As animal models of epilepsy suggest that seizures themselves may induce increased amyloid and tau depositions, pathologic comparisons between patients with LOEU and patients with early onset of epilepsy are also needed to further discern what findings may be a driving factor in producing seizures and what findings are expected as a result of seizures. Existing literature on amyloid and tau pathology in early-onset temporal lobe epilepsy has demonstrated inconsistent results.
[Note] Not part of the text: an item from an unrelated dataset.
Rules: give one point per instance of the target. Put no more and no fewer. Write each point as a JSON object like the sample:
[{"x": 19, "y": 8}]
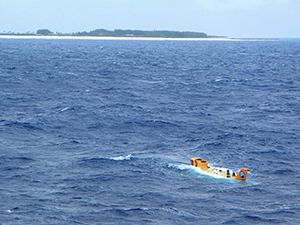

Resected temporal lobe tissue in a study of patients with pharmacoresistant TLE has demonstrated higher rates of amyloid plaques compared to age-matched autopsy controls (61). In another study, resected tissue demonstrated increased neuronal immunoreactivity for amyloid precursor protein, but did not show higher rates of plaques (62). Tai et al. (63) investigated resected temporal lobe tissue from patients with temporal lobe epilepsy. Typical age of onset of epilepsy occurred in the second decade of life with resections occurring between ages 50–65. 94% of the sample demonstrated evidence of tau neuropathology visualized as neuropil threads, neurofibrillary tangles, or pre-tangles, but prevalence of increased Braak stages (limited to temporal lobe assessment) was not significantly higher in TLE patients than age-match controls. In contrast, in a study of post-mortem pathologic analyses from patients with chronic epilepsy showed increased Braak stages in patients aged 40–65 compared to controls in the same age group, with higher average Braak stages noted in patients with focal onset epilepsy compared to generalized onset (64). Braak staging did not correlate with presence of hippocampal sclerosis.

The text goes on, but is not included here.